Last month's jump in sales also followed a dismal September retail performance that was revised even lower by the government, and many analysts remain concerned about consumer demand going forward.
The Commerce Department said Monday that retail sales rose 1.4 percent last month. Economists surveyed by Thomson Reuters had expected a gain of 1 percent.
Meanwhile, Federal Reserve Chairman Ben Bernanke said the central bank will keep a close eye on the sliding U.S. dollar even as he pledged anew to keep interest rates at record-lows.
Economists expect the Fed will hold rates near zero at its next meeting on Dec. 15-16 and into part of next year to help the recovery gain traction.
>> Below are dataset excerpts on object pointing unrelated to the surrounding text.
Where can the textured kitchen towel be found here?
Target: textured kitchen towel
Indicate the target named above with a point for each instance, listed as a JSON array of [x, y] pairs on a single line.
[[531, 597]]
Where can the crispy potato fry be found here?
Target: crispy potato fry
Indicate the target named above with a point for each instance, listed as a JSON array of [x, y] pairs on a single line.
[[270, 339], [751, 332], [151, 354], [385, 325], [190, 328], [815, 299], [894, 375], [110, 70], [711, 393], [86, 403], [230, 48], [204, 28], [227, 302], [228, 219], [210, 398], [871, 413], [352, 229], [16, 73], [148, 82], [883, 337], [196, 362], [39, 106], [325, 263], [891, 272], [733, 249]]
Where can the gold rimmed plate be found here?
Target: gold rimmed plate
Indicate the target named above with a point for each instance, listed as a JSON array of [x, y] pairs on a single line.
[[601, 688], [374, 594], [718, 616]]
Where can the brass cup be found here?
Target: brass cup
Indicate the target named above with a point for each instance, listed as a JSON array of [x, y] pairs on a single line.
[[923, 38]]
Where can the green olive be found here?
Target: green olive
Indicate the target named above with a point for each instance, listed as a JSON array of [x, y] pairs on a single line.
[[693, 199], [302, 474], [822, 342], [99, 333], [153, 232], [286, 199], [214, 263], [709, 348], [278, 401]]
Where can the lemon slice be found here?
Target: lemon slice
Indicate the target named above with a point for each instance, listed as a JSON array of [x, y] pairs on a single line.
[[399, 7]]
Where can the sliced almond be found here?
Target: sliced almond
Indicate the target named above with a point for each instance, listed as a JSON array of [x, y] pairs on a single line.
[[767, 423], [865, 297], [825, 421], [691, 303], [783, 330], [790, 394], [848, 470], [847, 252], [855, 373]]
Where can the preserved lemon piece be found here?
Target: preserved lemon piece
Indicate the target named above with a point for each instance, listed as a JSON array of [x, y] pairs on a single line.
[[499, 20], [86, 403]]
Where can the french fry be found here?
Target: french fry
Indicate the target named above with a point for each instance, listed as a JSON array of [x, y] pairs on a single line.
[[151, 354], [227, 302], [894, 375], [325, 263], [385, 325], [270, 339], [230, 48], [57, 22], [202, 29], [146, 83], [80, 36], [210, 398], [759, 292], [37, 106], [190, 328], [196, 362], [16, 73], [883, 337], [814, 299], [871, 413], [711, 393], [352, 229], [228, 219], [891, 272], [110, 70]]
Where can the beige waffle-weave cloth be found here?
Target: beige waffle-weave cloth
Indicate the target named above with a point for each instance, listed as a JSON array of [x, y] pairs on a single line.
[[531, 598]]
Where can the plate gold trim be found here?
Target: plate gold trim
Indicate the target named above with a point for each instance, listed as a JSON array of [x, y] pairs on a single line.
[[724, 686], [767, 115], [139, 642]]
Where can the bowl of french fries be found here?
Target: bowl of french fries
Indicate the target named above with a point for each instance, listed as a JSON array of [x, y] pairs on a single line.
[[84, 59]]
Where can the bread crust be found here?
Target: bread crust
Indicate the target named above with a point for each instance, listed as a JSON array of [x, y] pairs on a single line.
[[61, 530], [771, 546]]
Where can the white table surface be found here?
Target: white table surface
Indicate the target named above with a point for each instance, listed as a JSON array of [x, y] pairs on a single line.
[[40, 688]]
Excluding auto sales, retail demand rose 0.2 percent, half of the expected 0.4 percent rise. The government also revised the September results down to a 2.3 percent decline, from the 1.5 percent drop initially reported.
New car sales surged in August as shoppers rushed to take advantage of the government's Cash for Clunkers sales incentives before they expired at the end of the month. Sales plunged in September.
For October, auto sales jumped 7.4 percent, recouping about half of the 14.3 percent drop in September. Automakers reported that their sales rebounded last month to an annual rate of 10.5 million units, from 9.2 million in September.
The 0.2 percent increase in retail sales excluding autos was down from a 0.4 percent rise in September and was the weakest showing since July.
Sales also fell 0.8 percent at furniture stores and 0.6 percent at electronics and appliance stores. Sales were flat at gasoline service stations and posted a 0.2 percent rise at grocery stores.